Hey @anjuyadav.1398 , I’ve been working with joins in R for quite a while, and honestly, I find that the dplyr package makes SQL-style joins super straightforward. For your two data frames, df1 and df2, here’s how I’d go about it:

Inner join: inner_join(df1, df2, by = "key")
Left join: left_join(df1, df2, by = "key")
Right join: right_join(df1, df2, by = "key")
Full outer join: full_join(df1, df2, by = "key")

These functions mimic SQL joins perfectly, and the syntax is really clean and intuitive. Plus, the nice thing about dplyr is how it handles the merging logic smoothly, saving you from dealing with any tricky edge cases.

emma-crepeau · June 21, 2025, 10:48am

Totally agree with you, @Rashmihasija ! When I first started with joins in R, I relied heavily on base R’s merge() function. It’s still a solid option, especially if you want to avoid extra dependencies. Here’s how you can perform SQL-style joins using base R:

Inner join: merge(df1, df2, by = "key")
Left join: merge(df1, df2, by = "key", all.x = TRUE)
Right join: merge(df1, df2, by = "key", all.y = TRUE)
Full outer join: merge(df1, df2, by = "key", all = TRUE)

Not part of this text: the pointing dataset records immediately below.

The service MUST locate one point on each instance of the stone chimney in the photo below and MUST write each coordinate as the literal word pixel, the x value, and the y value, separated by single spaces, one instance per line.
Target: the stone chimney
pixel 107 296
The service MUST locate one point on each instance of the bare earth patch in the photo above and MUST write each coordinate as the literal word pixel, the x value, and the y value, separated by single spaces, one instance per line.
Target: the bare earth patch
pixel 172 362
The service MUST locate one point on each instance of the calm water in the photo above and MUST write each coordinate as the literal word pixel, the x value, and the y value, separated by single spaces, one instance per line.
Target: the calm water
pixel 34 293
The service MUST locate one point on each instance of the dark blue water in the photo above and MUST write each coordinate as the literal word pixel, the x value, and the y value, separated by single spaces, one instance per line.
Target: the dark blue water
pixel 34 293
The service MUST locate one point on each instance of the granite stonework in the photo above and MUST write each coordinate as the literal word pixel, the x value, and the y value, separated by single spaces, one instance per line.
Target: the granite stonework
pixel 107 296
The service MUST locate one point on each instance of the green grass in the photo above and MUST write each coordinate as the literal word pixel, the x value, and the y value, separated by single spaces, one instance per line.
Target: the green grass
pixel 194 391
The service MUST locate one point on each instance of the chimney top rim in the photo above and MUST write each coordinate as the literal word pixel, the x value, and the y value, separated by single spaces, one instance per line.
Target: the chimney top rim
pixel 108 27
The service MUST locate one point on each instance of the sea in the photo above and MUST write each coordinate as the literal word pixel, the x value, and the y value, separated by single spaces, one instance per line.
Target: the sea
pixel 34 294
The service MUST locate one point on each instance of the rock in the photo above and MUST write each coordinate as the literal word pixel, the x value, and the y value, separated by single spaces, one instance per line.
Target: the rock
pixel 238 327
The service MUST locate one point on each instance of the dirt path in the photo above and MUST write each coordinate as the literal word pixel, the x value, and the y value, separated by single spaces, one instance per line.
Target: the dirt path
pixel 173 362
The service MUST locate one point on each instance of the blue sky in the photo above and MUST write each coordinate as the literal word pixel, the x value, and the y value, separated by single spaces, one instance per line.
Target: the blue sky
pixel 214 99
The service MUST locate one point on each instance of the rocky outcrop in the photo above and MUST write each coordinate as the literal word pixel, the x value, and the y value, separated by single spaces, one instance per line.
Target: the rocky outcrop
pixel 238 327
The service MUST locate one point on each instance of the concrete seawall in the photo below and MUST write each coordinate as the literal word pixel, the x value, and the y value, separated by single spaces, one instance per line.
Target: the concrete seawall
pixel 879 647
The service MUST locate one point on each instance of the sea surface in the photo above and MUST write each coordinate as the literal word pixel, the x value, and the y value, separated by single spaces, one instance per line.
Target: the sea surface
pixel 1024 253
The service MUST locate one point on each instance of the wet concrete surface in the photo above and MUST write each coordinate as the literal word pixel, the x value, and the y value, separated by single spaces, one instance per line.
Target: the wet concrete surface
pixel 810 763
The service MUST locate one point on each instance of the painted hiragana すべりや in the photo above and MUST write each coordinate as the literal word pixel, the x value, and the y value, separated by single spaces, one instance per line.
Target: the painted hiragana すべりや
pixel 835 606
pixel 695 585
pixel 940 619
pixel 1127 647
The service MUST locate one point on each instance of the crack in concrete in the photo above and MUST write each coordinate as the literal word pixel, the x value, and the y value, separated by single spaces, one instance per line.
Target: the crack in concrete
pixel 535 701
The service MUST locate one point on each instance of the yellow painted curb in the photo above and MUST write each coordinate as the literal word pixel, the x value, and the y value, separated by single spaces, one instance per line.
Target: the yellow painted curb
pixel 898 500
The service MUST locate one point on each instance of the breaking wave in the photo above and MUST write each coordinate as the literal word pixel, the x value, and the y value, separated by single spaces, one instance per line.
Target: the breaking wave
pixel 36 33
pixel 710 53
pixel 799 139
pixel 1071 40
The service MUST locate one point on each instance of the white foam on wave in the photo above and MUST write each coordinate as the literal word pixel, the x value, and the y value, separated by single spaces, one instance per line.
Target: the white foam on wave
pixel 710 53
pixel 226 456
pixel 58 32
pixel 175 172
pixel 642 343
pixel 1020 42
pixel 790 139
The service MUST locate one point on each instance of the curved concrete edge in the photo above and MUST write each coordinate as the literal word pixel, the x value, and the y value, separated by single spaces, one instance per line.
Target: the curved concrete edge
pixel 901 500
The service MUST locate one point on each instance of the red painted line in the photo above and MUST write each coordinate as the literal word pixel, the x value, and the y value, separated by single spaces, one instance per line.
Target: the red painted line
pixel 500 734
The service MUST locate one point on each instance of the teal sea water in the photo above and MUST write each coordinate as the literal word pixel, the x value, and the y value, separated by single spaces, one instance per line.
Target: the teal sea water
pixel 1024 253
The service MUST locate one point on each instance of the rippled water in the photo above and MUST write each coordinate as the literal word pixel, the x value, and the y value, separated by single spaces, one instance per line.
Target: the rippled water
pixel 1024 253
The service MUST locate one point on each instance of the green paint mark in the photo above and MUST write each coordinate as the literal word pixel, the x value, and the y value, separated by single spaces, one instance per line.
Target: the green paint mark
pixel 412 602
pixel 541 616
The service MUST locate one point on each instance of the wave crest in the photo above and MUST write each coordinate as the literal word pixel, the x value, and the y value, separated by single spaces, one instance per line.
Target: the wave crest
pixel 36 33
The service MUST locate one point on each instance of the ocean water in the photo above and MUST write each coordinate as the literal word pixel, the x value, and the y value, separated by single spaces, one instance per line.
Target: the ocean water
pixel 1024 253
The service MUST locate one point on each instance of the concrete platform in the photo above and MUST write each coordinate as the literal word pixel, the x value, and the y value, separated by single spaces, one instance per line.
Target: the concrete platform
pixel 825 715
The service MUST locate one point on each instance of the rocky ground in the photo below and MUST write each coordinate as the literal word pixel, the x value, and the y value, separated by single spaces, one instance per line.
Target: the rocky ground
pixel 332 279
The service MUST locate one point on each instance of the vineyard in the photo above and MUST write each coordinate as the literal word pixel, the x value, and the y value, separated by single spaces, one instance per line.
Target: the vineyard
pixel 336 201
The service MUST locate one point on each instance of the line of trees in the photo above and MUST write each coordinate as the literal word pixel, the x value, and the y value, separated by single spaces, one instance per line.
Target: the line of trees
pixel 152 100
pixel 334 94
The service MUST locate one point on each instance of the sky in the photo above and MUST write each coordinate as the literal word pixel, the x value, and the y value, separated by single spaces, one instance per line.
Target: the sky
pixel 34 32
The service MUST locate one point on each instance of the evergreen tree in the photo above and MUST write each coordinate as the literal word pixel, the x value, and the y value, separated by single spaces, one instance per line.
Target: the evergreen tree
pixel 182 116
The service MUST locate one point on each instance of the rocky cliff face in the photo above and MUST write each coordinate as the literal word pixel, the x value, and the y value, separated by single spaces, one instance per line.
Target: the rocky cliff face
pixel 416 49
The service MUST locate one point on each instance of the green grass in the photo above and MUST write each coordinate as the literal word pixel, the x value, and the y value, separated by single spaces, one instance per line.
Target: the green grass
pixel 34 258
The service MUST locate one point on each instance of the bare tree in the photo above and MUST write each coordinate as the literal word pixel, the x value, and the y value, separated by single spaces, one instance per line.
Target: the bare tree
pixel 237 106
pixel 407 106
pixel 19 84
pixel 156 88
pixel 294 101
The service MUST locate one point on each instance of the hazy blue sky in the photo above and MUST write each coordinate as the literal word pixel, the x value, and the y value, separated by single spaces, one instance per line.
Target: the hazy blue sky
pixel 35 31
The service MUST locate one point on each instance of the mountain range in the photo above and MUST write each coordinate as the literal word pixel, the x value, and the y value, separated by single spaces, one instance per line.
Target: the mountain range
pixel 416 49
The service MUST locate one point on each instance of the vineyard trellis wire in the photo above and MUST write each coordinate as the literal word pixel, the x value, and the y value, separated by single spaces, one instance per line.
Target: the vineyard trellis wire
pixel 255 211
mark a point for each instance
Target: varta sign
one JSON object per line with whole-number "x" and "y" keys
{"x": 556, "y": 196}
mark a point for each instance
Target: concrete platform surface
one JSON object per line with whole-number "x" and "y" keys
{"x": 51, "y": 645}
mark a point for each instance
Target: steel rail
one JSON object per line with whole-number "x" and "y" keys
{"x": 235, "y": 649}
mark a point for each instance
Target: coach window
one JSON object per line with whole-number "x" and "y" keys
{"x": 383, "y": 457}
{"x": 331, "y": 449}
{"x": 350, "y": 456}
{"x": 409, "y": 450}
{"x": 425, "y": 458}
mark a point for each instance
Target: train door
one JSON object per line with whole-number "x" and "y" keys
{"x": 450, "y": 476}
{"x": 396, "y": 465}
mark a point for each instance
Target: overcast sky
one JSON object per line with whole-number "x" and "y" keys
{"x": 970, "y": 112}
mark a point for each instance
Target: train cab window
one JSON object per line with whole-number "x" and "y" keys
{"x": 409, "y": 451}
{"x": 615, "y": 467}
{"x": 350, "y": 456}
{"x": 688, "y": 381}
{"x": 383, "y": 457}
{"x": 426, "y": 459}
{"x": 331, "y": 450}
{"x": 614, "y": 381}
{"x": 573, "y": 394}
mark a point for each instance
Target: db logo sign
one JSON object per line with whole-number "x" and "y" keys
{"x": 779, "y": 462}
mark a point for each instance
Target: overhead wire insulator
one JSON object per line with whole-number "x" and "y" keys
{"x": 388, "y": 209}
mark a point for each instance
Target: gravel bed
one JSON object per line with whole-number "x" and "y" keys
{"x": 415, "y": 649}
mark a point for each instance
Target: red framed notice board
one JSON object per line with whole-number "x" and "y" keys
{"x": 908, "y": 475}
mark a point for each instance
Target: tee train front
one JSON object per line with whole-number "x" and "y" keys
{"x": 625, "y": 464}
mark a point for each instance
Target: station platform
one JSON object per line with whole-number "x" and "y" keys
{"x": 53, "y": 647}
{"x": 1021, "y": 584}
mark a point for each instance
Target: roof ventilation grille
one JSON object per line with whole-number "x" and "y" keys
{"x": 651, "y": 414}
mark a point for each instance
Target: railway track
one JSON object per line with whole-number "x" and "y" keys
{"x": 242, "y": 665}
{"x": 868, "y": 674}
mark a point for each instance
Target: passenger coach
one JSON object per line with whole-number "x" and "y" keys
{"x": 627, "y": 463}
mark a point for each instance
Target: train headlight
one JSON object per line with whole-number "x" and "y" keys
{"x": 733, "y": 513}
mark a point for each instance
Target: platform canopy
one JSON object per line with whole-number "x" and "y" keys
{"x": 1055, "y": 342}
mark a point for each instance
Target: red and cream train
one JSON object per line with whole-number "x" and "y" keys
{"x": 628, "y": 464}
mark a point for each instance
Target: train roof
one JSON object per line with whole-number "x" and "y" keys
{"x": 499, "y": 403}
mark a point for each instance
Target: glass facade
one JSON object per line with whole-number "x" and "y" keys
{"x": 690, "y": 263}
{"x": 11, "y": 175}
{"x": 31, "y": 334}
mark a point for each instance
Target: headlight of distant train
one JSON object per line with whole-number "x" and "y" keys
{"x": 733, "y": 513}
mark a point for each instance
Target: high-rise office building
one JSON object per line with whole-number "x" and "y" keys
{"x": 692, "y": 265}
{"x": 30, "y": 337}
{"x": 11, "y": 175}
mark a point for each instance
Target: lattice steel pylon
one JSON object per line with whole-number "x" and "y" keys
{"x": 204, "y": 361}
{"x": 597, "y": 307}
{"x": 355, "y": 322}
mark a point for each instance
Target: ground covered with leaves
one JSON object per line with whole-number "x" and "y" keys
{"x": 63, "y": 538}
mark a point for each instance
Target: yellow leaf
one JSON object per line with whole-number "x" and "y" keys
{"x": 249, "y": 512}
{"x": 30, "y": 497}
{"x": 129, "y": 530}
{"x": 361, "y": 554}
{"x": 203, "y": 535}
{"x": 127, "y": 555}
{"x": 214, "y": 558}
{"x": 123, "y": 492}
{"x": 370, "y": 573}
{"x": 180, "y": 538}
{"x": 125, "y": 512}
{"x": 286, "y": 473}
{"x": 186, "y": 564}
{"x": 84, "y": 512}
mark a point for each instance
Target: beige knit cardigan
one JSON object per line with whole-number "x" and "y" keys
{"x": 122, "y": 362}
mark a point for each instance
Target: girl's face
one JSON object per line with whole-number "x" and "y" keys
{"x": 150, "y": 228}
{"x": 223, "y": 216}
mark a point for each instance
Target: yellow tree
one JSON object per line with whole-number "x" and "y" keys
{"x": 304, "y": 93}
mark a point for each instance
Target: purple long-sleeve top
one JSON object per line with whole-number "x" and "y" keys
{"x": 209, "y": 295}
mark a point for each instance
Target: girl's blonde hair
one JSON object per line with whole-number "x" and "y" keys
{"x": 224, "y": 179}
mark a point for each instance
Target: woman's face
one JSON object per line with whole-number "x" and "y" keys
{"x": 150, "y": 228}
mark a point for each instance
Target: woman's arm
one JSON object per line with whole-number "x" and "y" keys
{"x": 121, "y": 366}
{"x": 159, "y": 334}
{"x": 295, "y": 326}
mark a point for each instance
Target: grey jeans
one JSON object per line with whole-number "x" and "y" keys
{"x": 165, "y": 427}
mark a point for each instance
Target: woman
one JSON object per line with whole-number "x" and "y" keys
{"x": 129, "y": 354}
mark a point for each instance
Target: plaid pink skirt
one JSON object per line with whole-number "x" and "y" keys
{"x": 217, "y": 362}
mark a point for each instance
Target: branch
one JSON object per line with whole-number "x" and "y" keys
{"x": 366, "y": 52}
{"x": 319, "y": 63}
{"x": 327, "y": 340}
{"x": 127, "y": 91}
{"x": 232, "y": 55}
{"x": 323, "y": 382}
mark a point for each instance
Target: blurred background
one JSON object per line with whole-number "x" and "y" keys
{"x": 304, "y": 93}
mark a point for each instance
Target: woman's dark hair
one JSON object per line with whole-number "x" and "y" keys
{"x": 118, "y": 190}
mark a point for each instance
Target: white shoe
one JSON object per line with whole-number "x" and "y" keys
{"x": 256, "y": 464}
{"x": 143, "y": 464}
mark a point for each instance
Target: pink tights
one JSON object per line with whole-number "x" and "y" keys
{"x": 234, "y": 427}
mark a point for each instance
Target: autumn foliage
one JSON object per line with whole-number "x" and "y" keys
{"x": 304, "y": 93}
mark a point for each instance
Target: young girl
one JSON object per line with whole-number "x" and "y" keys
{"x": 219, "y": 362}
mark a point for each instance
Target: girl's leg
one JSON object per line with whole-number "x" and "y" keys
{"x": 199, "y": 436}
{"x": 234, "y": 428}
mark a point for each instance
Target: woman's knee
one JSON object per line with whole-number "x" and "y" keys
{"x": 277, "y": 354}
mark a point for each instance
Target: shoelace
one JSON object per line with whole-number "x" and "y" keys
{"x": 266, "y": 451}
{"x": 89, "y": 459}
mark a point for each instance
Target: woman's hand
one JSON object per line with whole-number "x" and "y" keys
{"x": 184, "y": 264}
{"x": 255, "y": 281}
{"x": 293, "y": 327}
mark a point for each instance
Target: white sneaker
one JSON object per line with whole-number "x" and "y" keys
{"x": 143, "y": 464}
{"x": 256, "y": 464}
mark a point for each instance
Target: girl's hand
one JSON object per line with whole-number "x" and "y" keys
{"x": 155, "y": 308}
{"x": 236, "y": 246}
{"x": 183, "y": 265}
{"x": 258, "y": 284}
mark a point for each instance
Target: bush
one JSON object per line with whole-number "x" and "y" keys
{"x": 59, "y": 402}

Though merge() works well, I’ve shifted to dplyr over time because of the cleaner and more readable syntax, especially for operations like the left join r. But, honestly, for smaller datasets, merge() gets the job done just fine.

Rashmihasija · June 21, 2025, 10:48am

Good point, @emma-crepeau ! I’ve definitely used merge() before, but lately, I’ve been all about performance with larger datasets, so I’ve turned to the data.table package. It’s a game-changer, especially when handling huge data frames. Here’s how I perform SQL-style joins in data.table:

First, you’ll want to convert your data frames into data.table objects: setDT(df1); setDT(df2)

Inner join: df1[df2, on = "key", nomatch = 0]
Left join: df1[df2, on = "key"]
Right join: df2[df1, on = "key"]

As for outer join in data.table, it’s a bit more work, but you can still use merge() with the all = TRUE argument, or you could use more specific data.table syntax.

Overall, if you’re working with large datasets, data.table is blazing fast and efficient. It really shines when you need speed alongside SQL-style joins, like a left join r, but if you’re working with smaller data or want simplicity, dplyr or even merge() are great options.